Hello, In my project I am going to compare bioinformatic tools for tumor clonary evolution analysis (sciClone and others). I have results of paired-end Whole Exom Sequencing, three samples from one patient: Control, Primary and Relapse tumor. Therefore, first I have to detect somatic mutations and I am going to do that with VarScan. I don't quite understand though what processing pipeline should I choose from the step of creating .mpileup files with Samtools.
I've found some possibilieties, which includes:
-creating .mpileup files separately for normal and tumor samples, and then make both of them an input to VarScan following (in short):
samtools mpileup -f hg19.fa nomal.bam > normal.bam.mpileup
samtools mpileup -f hg19.fa tumor.bam > tumor.bam.mpileup
java -jar VarScan.jar somatic normal.bam.mpileup tumor.bam.mpileup --output-snp snp --output-indel indel
(source: http://www.ncbi.nlm.nih.gov/pmc/articles/PMC3971343/)
-creating .mpileup files for paired normal-tumor samples, and then give the result as the input to VarScan:
samtools mpileup –f reference.fasta normal.bam tumor.bam > normal-tumor.mpileup
java –jar VarScan.jar somatic normal-tumor.mpileup output.basename
(source: http://www.ncbi.nlm.nih.gov/pmc/articles/PMC4278659/)

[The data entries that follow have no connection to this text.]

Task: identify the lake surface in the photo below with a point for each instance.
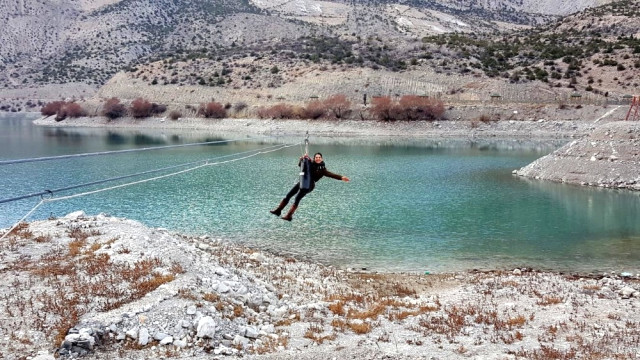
(418, 205)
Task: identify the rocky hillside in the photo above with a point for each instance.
(609, 157)
(262, 48)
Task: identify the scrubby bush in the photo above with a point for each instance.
(158, 108)
(62, 110)
(72, 110)
(415, 107)
(382, 108)
(113, 109)
(409, 107)
(213, 110)
(239, 106)
(338, 105)
(140, 108)
(51, 108)
(314, 110)
(278, 111)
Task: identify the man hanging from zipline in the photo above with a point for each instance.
(312, 171)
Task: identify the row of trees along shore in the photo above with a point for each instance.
(384, 108)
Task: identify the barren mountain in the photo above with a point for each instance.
(83, 44)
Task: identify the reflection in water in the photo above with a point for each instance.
(63, 137)
(113, 138)
(141, 139)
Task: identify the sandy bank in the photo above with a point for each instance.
(525, 129)
(112, 287)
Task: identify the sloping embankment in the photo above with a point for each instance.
(608, 157)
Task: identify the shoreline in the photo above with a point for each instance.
(223, 299)
(462, 129)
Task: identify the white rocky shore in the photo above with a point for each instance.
(608, 157)
(104, 288)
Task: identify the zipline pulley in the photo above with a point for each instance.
(305, 166)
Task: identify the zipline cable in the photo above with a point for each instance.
(45, 192)
(45, 200)
(70, 156)
(21, 220)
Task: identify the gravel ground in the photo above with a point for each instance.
(128, 291)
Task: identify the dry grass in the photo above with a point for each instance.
(315, 333)
(550, 300)
(73, 280)
(337, 308)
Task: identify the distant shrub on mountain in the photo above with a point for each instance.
(51, 108)
(314, 110)
(113, 109)
(140, 108)
(213, 110)
(409, 107)
(63, 109)
(338, 105)
(72, 110)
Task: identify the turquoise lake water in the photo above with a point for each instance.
(419, 205)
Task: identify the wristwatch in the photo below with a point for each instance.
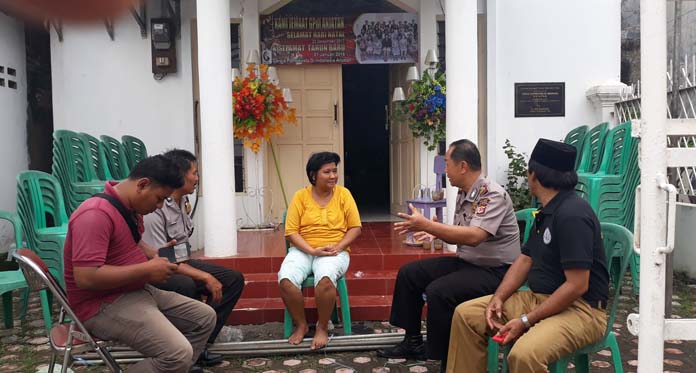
(525, 321)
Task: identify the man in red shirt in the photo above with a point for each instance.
(108, 273)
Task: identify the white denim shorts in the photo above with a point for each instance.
(297, 266)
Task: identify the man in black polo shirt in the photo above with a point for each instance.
(565, 267)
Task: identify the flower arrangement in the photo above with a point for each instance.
(425, 108)
(259, 108)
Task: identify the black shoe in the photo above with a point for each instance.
(208, 358)
(412, 347)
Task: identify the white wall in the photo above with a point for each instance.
(13, 117)
(685, 239)
(102, 86)
(546, 41)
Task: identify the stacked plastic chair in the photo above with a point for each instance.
(116, 157)
(135, 150)
(98, 155)
(74, 167)
(42, 215)
(608, 181)
(618, 247)
(592, 146)
(13, 280)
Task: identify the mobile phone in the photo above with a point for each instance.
(179, 253)
(499, 337)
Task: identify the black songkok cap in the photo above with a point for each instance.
(555, 155)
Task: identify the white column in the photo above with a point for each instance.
(217, 148)
(653, 55)
(427, 39)
(604, 96)
(462, 77)
(254, 162)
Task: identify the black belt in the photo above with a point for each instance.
(598, 304)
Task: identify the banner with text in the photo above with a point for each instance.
(369, 38)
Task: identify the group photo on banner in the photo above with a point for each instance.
(386, 38)
(371, 38)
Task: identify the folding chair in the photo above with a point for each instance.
(66, 338)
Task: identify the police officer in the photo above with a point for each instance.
(221, 286)
(565, 266)
(487, 237)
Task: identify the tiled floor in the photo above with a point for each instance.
(376, 238)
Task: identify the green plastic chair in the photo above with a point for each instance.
(115, 154)
(74, 168)
(342, 288)
(98, 156)
(13, 280)
(42, 214)
(618, 246)
(526, 216)
(576, 138)
(135, 150)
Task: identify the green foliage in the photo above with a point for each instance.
(424, 109)
(517, 186)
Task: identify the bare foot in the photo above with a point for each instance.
(321, 337)
(298, 335)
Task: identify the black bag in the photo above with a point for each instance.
(130, 219)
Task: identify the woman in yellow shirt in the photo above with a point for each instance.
(321, 222)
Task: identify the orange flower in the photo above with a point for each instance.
(259, 108)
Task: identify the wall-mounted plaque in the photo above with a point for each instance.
(539, 100)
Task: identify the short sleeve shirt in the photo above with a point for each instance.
(488, 206)
(566, 235)
(171, 222)
(321, 226)
(98, 235)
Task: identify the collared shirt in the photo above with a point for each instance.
(171, 222)
(566, 235)
(99, 235)
(488, 206)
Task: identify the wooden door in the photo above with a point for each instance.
(316, 91)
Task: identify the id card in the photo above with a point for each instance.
(178, 253)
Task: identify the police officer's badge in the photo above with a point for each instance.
(547, 236)
(481, 206)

My problem is, that I don't quite understand which way should I choose - could someone please explain me what is the difference in those schemes? I am completely freshman in NGS data analysis, therefore the simplest words, the better :) And just to be sure - can I treat my "Control" sample as normal sample?
I would appreciate any help
Kind regards, Agata
So does the term "-mpileup" instruct it to take the output of the mpileup before the pipe and use it at that specific place in the varscan command? I'm confused because I'm reading in other places that you can just use a single "-" when piping with SAMtools and it will know to take it as the output of the previous command. Would both "-" and "-mpileup" work in this case?
where does the argument for the output file go?